Mechanism of Electroacupuncture Against Cerebral Ischemia–Reperfusion Injury: Reducing Inflammatory Response and Cell Pyroptosis by Inhibiting NLRP3 and Caspase-1
التفاصيل البيبلوغرافية
العنوان:
Mechanism of Electroacupuncture Against Cerebral Ischemia–Reperfusion Injury: Reducing Inflammatory Response and Cell Pyroptosis by Inhibiting NLRP3 and Caspase-1
Cell pyroptosis is one of the main forms of neuronal injury after cerebral ischemia–reperfusion. It is accompanied by an inflammatory reaction and regulated by the caspase gene family. Electroacupuncture (EA) can reduce neuronal injury caused by cerebral ischemia–reperfusion, and we speculated that EA can prevent neuronal pyroptosis after cerebral ischemia–reperfusion by regulating the nucleotide-binding oligomerization domain-like receptor protein 3 (NLRP3)/caspase-1 pathway. The cerebral ischemia–reperfusion injury model of C57 and caspase-1 gene knockout (Cas-1 ko) mice was established by Longa's method. EA was conducted at acupoints Chize (LU5), Hegu (LI4), Sanyinjiao (SP6), and Zusanli (ST36) for 1.5 h after cerebral ischemia–reperfusion injury for 20 min, and observation was carried out after 24 h.
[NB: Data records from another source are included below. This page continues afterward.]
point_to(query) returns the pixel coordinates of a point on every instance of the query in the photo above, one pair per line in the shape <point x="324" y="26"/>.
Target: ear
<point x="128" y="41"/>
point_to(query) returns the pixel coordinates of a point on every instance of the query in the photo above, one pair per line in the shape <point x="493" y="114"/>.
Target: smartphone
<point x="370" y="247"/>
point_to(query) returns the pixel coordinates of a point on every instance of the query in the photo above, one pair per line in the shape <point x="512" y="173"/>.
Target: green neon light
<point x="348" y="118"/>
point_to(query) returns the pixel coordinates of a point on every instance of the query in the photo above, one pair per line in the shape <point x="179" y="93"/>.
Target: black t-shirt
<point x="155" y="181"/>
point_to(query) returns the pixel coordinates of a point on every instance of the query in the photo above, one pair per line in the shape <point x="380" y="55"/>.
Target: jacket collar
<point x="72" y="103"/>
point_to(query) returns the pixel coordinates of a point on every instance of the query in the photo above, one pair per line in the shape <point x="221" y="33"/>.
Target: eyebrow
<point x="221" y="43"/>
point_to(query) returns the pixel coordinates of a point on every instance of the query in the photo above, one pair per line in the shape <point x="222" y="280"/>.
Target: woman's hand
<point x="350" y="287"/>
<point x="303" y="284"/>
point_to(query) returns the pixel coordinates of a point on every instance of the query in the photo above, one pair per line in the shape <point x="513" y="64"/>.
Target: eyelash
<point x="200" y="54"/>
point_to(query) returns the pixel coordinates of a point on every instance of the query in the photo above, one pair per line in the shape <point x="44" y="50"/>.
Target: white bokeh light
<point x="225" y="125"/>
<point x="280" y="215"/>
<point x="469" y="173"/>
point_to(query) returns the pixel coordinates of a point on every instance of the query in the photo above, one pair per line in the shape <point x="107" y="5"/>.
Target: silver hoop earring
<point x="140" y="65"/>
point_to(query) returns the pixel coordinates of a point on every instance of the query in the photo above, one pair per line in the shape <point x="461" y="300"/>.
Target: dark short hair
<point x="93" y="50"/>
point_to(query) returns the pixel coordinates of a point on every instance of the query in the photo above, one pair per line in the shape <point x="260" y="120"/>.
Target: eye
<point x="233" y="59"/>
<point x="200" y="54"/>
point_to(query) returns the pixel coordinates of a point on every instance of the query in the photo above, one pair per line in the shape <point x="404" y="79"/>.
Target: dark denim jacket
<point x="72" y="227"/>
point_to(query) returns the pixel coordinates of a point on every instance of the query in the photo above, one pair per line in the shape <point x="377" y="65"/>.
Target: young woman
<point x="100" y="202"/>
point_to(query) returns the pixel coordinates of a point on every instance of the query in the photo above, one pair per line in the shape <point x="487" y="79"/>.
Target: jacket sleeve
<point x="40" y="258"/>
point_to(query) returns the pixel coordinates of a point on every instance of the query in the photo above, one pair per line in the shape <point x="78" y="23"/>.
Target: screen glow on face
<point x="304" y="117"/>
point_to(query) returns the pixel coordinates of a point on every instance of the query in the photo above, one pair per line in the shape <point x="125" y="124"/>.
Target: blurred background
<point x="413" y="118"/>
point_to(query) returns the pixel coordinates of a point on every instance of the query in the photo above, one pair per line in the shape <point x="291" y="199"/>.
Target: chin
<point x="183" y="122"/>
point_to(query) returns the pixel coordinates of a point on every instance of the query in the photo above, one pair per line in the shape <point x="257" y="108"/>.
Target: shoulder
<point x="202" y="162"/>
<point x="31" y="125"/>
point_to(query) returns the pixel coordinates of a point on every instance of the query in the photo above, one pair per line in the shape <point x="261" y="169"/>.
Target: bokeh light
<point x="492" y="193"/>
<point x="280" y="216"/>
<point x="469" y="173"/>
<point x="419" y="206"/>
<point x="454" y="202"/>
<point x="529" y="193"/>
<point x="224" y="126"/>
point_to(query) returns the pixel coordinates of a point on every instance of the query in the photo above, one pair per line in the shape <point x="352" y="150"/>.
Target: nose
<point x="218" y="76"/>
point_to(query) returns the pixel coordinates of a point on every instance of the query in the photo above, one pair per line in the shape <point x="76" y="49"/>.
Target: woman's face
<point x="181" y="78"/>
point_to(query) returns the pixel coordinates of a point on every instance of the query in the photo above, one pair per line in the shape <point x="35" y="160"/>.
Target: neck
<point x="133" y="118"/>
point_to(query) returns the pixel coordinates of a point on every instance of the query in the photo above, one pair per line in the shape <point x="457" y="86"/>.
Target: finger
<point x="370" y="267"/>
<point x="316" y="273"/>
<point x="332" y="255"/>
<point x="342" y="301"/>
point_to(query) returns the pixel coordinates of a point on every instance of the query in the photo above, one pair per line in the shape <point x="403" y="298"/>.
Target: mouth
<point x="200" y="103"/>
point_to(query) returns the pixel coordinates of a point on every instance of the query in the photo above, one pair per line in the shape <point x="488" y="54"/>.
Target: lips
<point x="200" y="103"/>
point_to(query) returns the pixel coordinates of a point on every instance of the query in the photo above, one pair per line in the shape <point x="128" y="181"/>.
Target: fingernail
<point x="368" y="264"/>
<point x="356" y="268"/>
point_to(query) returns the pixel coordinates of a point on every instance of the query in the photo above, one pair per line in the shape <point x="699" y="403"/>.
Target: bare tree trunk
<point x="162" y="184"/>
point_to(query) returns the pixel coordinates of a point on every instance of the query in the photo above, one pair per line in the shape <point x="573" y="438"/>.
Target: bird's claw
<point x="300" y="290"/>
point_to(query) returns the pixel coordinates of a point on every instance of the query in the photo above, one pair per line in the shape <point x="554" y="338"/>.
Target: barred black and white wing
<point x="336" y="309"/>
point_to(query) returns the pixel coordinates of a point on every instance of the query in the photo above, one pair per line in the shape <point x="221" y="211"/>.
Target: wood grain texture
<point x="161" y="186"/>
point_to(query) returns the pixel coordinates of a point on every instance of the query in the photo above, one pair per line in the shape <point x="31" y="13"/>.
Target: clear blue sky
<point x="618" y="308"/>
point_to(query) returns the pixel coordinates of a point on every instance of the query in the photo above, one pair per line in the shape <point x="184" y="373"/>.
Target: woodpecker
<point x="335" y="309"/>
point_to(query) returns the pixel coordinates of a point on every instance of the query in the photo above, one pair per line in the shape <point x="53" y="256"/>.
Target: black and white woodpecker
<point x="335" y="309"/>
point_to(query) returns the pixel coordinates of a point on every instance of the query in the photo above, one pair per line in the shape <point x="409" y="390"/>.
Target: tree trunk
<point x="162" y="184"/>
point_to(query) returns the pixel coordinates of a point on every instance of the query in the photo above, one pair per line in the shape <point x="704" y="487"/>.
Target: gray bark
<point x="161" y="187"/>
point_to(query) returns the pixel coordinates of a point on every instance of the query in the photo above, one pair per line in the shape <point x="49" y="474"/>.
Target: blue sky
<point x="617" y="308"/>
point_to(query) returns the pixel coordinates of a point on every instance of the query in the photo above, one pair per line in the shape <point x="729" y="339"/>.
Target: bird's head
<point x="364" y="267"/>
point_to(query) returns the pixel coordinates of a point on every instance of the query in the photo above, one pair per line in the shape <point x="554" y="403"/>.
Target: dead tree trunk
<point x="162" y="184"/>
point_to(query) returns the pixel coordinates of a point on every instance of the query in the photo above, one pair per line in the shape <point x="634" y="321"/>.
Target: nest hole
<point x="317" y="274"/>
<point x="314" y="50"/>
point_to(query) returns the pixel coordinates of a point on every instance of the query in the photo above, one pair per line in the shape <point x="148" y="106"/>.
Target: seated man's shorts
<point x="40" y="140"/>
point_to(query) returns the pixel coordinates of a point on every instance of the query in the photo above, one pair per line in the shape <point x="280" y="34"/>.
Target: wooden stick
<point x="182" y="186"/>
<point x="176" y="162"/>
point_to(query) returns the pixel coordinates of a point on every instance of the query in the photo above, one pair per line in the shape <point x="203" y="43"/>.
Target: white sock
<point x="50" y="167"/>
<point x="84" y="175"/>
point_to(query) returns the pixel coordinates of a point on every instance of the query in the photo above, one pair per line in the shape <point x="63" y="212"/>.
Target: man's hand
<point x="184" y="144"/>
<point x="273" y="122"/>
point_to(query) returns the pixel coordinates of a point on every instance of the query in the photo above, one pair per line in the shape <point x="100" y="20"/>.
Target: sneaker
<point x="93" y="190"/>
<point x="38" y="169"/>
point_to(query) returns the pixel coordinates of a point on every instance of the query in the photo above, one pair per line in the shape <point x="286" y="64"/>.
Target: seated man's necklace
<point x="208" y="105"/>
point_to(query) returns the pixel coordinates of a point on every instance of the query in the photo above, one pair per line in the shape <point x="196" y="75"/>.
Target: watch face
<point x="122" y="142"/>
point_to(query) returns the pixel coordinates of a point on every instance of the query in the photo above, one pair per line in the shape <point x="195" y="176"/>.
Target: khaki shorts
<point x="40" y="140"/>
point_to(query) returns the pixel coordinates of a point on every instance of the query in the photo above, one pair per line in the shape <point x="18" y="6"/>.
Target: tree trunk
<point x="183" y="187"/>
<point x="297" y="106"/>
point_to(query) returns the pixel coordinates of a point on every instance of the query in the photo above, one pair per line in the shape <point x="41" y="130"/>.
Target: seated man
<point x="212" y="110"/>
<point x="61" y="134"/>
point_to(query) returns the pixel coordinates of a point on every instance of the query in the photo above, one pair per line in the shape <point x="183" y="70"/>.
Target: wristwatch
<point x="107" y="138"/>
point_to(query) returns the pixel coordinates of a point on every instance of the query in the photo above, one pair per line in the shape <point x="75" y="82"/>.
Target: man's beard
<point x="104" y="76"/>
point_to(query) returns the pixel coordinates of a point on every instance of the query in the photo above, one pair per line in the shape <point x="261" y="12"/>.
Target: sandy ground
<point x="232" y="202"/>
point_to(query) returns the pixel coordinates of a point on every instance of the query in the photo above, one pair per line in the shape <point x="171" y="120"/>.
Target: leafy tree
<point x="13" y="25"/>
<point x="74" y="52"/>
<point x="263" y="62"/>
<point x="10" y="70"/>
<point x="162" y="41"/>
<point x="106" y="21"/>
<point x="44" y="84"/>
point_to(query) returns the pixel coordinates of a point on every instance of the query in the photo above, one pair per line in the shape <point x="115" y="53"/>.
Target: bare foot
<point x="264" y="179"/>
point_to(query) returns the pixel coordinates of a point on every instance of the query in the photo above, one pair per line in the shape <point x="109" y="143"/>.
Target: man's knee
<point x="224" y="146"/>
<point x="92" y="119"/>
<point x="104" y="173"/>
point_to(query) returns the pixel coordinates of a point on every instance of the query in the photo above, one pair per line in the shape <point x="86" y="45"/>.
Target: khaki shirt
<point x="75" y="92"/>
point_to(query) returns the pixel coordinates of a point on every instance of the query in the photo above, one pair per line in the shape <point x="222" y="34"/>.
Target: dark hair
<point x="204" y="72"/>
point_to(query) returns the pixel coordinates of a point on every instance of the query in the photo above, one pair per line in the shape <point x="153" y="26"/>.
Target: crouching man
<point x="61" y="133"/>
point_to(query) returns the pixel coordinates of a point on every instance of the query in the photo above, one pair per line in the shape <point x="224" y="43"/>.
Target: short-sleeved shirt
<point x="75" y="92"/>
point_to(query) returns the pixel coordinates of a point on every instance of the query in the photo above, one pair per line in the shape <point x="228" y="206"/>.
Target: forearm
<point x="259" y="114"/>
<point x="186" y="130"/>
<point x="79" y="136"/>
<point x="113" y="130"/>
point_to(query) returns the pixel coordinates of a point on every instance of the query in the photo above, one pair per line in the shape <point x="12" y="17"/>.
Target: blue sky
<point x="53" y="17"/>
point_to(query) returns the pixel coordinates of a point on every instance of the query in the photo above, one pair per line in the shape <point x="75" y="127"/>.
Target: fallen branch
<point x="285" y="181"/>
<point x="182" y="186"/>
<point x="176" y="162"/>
Neurological deficit scores evaluated the neurological function, cerebral infarction volume was observed by triphenyl tetrazolium chloride (TTC) staining, hematoxylin and eosin (H&E) staining, TUNEL and caspase-1 double-labeled fluorescence staining, and NLRP3 and caspase-1 double-labeled immunofluorescence staining that were used to observe the morphology of neurons in hippocampus, and the protein expression of NLRP3, pro-caspase-1, cleaved caspase-1 p20, pro-interleukin-1β (IL-1β), cleaved IL-1β, and GSDMD was detected by Western blot assay. Results showed that EA could reduce the score of neurological deficit, reduce the volume of cerebral infarction and improve the degree of nerve cell injury, and inhibit NLRP3, pro-caspase-1, cleaved caspase-1 p20, pro-IL-1β, cleaved IL-1β, and GSDMD protein expression. In summary, EA plays a neuroprotective role by reducing the pyroptotic neurons that were caspase 1-mediated and inflammatory response after cerebral ischemia–reperfusion.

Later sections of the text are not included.